Each legislator's history of terms / names / FEC IDs / bioguide
previous-IDs unpacks into the side tables.
- Load — upsert by bioguide_id (legislators) and thomas_id
(committees). Memberships are deleted-and-reinserted per committee
(current-Congress snapshot only).
- Citation — shared/josh_substrate/citations/formatters/legislators_committees.py
builds a human-readable citation_string ("Sen. Jane Doe (D-CA),
member of Senate Judiciary Committee" style).
- Schema — 0003_legislators_committees.py migration: 11 tables
+ 2 FTS5 virtual tables (legislators_fts, committees_fts) + 6
sync triggers. **No *_chunks or *_chunks_vec0 — no body text.
- Audit-driven** — current production state is the result of an
audit landed 2026-05-09 (commit 6f16967) that redesigned the schema
after the initial pass. The audit-redesign rationale is preserved
internally and isn't required for re-running the ingester.
Tasks
10 of 14 done.
- t1 Alembic migration written + applied locally (0003_legislators_committees) — production re-apply pending OVHcloud provision
- t2 Pydantic models in shared/josh_substrate/src/josh_substrate/models/legislators.py
- t3 Source module implementing the `Source` protocol
- t4 N/A — no body text on this source (raw YAML cached for audit only)
- t5 Citation metadata: all 6 columns populated; citation_for() formatter + unit tests
- t6 FTS5 virtual tables (legislators_fts, committees_fts) + 6 sync triggers wired into migration
- t7 N/A — no body text, no vector pipeline
- t8 Unit test for parser against captured YAML fixtures
- t9 Integration test for the full discover→fetch→parse→load pipeline
- t10 Full backfill complete on the OVHcloud substrate (code-equivalent of the prior 2026-05-09 DO load: ~12,780 legislators + 230 committees + 3,879 memberships)

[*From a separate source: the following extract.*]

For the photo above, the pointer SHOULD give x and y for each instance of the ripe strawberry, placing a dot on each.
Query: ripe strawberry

- t11 Incremental cron registered (daily 02:00 ET) on the OVHcloud host and observed firing
- t12 No recurring errors in `ingestion_logs` for the last completed run on the new host
- t13 Source doc updated with as-built notes
- t14 Inventory rows in `https://docs.usejosh.com/josh-data-sources/` + `https://docs.usejosh.com/data-status/` re-flipped to ingestion-built / shipped after the OVHcloud backfill lands
Changelog
-
2026-05-10T18:00:00Z
shipped→verifiedDigitalOcean droplet destroyed 2026-05-10 — the production load (12,780 legislators / 230 committees / 3,879 memberships, audit- driven schema landed 2026-05-09) is gone with the volume. Code (ingester module, parser, audit-driven 11-table migration, FTS5 wiring, citation formatter, tests, integration pipeline) all intact in the repo. Status flipped shipped → verified: the success_determiner ran green against real data once and the code's contract still holds; the production data load needs to be re-run against the OVHcloud substrate (per `substrate-bare-metal-host` t9). Tasks t10-t12 + t14 reset to false to track the re-load. -
2026-05-09T13:00:00Z
in_progress→shipped6f16967 Audit-driven redesign landed 2026-05-09 (commit 6f16967): 12,780 legislators, 230 committees, 3,879 current-Congress memberships. Spec backfilled with real acceptance criteria + sql success_determiner + the ingestion-built task contract; removing the stub-criteria drift left over from the seeded template.